The Percy Hedley Foundation has said a fond farewell to North East fundraiser Des Bustard, who has retired after 21 years with the charity.
Des, 65, has raised more than £15million for the Foundation, which has supported disabled children, young people and adults with cerebral palsy and communication difficulties for 64 years.
The Northern Irishman has played an instrumental role in the development of services provided by Percy Hedley, which now serves over 1000 disabled people and their families in the region.
From serving teas and coffees inside the charity’s Great North Run tent to writing applications to trusts and grant-making organisations, Des has been the heart and soul of fundraising at Percy Hedley ever since he started back in August 1995.

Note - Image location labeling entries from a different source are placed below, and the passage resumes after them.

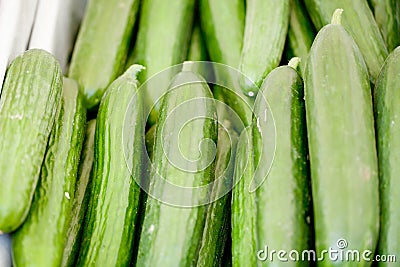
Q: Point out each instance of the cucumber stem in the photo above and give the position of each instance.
(294, 62)
(337, 17)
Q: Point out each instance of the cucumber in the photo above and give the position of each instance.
(102, 45)
(41, 239)
(111, 218)
(301, 32)
(387, 16)
(81, 198)
(284, 198)
(163, 40)
(29, 102)
(341, 141)
(244, 210)
(217, 225)
(264, 40)
(387, 114)
(175, 217)
(359, 21)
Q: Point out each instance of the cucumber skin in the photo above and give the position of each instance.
(341, 144)
(387, 16)
(301, 33)
(162, 41)
(244, 212)
(359, 21)
(102, 45)
(41, 238)
(284, 207)
(81, 198)
(111, 218)
(264, 40)
(160, 245)
(218, 214)
(28, 106)
(387, 114)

“After meeting my wife, Jane, in 1987, I moved across to the North East from County Fermanagh and fell in love with the region. I worked as a fundraiser for Norcare, but after six years there I was looking for a job with an organisation that had a long term vision,” Des explained.
“I applied to Percy Hedley and went along to their summer fayre to see what the place was all about. From there I saw Percy Hedley had that potential.
“I met Stephen Darke, whose parents Molly and Stephen were some of the founding parents of Percy Hedley School and they have been my inspiration ever since.
“Listening to the challenges they faced and how Percy Hedley had helped them as a family was captivating.
“I was first fundraiser here. There was a lot of unmet need for services, while a lot of the buildings were also in need of repairs and renovations. It was a long-term project that really appealed to me.
Des was the catalyst behind funding for the expansion of residential and day centre facilities, Percy Hedley School and the construction of Percy Hedley Sports Academy, which provides the opportunity for disabled people to take part in sport.
More recently, he secured funding from The Ballinger Trust and The Bradbury Foundation for a state of the art hydrotherapy pool and children’s residential unit, which opened in March.
“I’m proud of what we have achieved and the network of support we have built together. Percy Hedley is now a central part of society in the region,” Des said.
“To see the joy on the children’s faces because we have helped them do things for themselves, things they never thought they would be able to do or have the opportunity to do, is fantastic.
“Parents say what we do has transformed their lives and that is so important.
“There is a certain Percy Hedley attitude to life. It’s about achievement, but by doing so through fun. It’s the most motivational place I’ve worked and the best job I’ve ever had.
“I found my home at Percy Hedley. It is a family and everyone works hard to help others. It hasn’t just been a job to me, it’s been a purpose and it’s been a life.”
Carole Harder, chief executive at The Percy Hedley Foundation, paid tribute to the Des. She said: “I would like to thank Des for the fantastic contribution he has made over the last 21 years to The Percy Hedley Foundation.
“His dedication and ability to engage people across the North East to support us, whilst putting the Fun into Fundraising, has been inspirational.
“We wish him well on his retirement but know he is going to continue to be a life-long supporter and help us in our future plans.”